The histograms overlap a bit so let us alpha blend the colours.

```
Allp %>%
Filter(! Is.na(area)) %>%
filter(operator !) = "greaterthan") %>%
ggplot(aes(x = pvalue, y = area,fill=operator)) +
geom_density_ridges(stat = "binline",
bins=50,alpha=0.25) +
xlim(c(0,0.25)) +
theme_ridges(grid = FALSE)
```

`## Warning: Removed 332965 rows comprising non-finite values (stat_binline). `

There’s some funkiness in how the histogram bins have been calculated so I went into the net and figured out I had to set the boundary at 0 and then make the bins be closed on the rightside.

```
Allp %>%
Filter(! Is.na(area)) %>%
filter(operator !) = "greaterthan") %p%
ggplot(aes(x = pvalue, y = area,fill=operator)) +
geom_density_ridges(stat = "binline",
bins=50,alpha=0.25,
boundary=0,closed="right") +
xlim(c(0,0.25)) +
theme_ridges(grid = FALSE)
```

`## Warning: Removed 332965 rows comprising non-finite values (stat_binline). `

We make sure by making use of the expand argument, that there is not wasted space on the y-axis.

```
Allp %>%
Filter(! Is.na(area)) %>%
filter(operator !) = "greaterthan") %>%
ggplot(aes(x = pvalue, y = area,fill=operator)) +
geom_density_ridges(stat = "binline",
bins=50,alpha=0.25,
boundary=0,closed="right") +
xlim(c(0,0.25)) +
theme_ridges(grid = FALSE) +
scale_y_discrete(expand=c(0,0))
```

`## Warning: Removed 332965 rows comprising non-finite values (stat_binline). `

Remove the baseline out of the storyline for ggridges coolness that is authentic

```
Allp %>%
Filter(! Is.na(area)) %>%
filter(operator !) = "greaterthan") %>%
ggplot(aes(x = pvalue, y = area,fill=operator)) +
geom_density_ridges(stat = "binline",
bins=50,alpha=0.25,
boundary=0,closed="right",
draw_baseline=FALSE) +
xlim(c(0,0.25)) +
theme_ridges(grid = FALSE) +
scale_y_discrete(expand=c(0,0))
```

`## Warning: Removed 332965 rows comprising non-finite values (stat_binline). `

That is definitely not a perfect plot, but it worked for the talk and was at least able to convey a couple of the major things (about variation by discipline, variant by operator, and spikes at critical values).

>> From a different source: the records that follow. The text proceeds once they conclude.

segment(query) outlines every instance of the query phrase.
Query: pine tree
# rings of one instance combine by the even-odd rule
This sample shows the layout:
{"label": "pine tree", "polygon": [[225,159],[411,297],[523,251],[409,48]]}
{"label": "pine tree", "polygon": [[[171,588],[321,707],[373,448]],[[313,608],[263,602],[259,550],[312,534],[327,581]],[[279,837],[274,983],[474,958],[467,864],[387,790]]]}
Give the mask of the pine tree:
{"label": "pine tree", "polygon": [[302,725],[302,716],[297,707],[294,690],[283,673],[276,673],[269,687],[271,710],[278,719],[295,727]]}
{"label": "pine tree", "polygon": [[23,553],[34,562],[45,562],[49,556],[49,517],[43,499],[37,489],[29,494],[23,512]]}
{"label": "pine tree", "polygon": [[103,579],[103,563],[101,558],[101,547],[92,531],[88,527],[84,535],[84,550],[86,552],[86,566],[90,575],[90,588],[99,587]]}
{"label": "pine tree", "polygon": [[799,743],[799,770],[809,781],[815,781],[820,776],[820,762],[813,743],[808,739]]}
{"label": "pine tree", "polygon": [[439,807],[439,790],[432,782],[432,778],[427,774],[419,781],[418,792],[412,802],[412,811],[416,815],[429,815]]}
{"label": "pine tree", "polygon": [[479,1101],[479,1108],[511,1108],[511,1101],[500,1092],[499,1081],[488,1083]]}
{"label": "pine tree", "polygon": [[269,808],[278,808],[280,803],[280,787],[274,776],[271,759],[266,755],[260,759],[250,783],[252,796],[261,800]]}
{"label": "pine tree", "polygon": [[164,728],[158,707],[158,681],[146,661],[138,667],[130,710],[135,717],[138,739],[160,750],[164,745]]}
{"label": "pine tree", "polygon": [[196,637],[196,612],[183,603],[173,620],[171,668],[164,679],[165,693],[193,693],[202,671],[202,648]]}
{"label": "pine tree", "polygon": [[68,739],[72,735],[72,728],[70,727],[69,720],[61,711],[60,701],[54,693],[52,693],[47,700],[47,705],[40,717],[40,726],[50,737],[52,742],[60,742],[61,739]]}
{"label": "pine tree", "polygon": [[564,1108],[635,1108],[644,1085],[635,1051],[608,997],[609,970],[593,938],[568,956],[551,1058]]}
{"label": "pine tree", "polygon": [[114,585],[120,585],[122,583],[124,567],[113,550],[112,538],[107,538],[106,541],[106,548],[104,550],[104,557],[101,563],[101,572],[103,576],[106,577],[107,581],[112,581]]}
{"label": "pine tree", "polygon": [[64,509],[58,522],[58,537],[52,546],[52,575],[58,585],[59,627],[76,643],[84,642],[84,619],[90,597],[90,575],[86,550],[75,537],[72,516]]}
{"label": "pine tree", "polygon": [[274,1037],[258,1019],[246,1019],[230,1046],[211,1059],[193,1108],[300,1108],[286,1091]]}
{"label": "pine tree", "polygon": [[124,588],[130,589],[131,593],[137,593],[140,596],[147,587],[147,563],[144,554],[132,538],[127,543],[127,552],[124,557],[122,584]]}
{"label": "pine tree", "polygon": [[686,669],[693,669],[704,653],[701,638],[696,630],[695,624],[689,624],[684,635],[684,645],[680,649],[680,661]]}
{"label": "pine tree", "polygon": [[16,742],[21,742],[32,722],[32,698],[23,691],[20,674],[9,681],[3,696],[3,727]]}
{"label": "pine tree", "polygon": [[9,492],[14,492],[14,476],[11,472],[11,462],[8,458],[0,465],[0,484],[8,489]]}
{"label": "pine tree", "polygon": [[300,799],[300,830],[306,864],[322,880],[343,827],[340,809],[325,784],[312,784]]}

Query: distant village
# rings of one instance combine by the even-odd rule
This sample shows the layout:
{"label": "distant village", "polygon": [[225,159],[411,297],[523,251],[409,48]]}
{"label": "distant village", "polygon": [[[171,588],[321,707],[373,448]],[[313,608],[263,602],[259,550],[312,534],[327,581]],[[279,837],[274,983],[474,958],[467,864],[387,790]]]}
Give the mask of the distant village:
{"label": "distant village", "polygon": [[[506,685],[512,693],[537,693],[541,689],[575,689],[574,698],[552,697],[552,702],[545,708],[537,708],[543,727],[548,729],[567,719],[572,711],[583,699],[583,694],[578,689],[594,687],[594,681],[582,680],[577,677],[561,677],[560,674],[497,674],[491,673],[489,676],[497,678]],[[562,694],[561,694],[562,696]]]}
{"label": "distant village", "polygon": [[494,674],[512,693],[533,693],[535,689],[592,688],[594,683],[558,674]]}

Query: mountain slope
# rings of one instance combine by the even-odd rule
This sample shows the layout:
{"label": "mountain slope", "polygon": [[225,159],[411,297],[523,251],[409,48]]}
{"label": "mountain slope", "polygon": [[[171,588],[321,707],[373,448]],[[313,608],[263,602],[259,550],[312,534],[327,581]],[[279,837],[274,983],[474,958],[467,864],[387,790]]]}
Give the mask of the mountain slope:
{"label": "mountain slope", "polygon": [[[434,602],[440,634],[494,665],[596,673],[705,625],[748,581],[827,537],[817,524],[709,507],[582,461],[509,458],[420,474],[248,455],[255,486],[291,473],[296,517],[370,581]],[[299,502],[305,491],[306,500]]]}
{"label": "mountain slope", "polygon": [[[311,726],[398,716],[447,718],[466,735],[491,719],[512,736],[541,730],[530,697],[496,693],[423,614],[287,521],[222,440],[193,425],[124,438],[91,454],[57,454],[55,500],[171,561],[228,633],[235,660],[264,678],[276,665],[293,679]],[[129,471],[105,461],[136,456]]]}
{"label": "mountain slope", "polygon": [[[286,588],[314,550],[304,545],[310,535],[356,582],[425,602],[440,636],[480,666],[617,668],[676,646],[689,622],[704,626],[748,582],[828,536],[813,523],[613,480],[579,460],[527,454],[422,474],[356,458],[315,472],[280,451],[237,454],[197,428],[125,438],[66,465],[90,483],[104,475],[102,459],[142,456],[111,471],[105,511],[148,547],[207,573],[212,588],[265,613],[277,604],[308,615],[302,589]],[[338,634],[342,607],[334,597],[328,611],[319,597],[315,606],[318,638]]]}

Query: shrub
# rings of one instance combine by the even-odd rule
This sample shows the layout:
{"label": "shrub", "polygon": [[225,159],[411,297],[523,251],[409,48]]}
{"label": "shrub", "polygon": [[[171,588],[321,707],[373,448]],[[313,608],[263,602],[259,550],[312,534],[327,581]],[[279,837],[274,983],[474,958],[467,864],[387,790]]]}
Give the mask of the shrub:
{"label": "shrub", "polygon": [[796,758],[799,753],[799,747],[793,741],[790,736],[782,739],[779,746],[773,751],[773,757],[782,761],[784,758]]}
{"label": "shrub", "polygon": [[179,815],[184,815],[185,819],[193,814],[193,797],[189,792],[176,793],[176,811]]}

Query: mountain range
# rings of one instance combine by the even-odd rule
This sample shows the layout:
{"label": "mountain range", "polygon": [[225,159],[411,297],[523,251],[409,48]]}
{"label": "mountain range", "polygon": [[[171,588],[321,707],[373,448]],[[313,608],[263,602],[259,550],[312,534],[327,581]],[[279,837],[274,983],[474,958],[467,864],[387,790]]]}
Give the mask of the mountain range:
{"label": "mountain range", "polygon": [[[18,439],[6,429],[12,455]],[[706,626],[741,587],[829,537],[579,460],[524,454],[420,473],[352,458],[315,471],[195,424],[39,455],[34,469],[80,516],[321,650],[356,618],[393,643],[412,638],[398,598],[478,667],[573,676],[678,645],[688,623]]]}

If I had been moving beyond the conversation I boost the dimensions of the storyline or decrease the amount of subjects displayed. I make the bin width smaller and I’d add a name. I would also probably tidy up the “greaterthan” and also “lessthan” to be “Greater than” and “Less than”.

Regardless, I’m constantly surprised just how much work it takes to go from an exploratory plot I am only looking at myself into a I’d reveal to other people.

**Please comment on the content here:**

The post Making an expository chart for a talk appeared first on All About Statistics.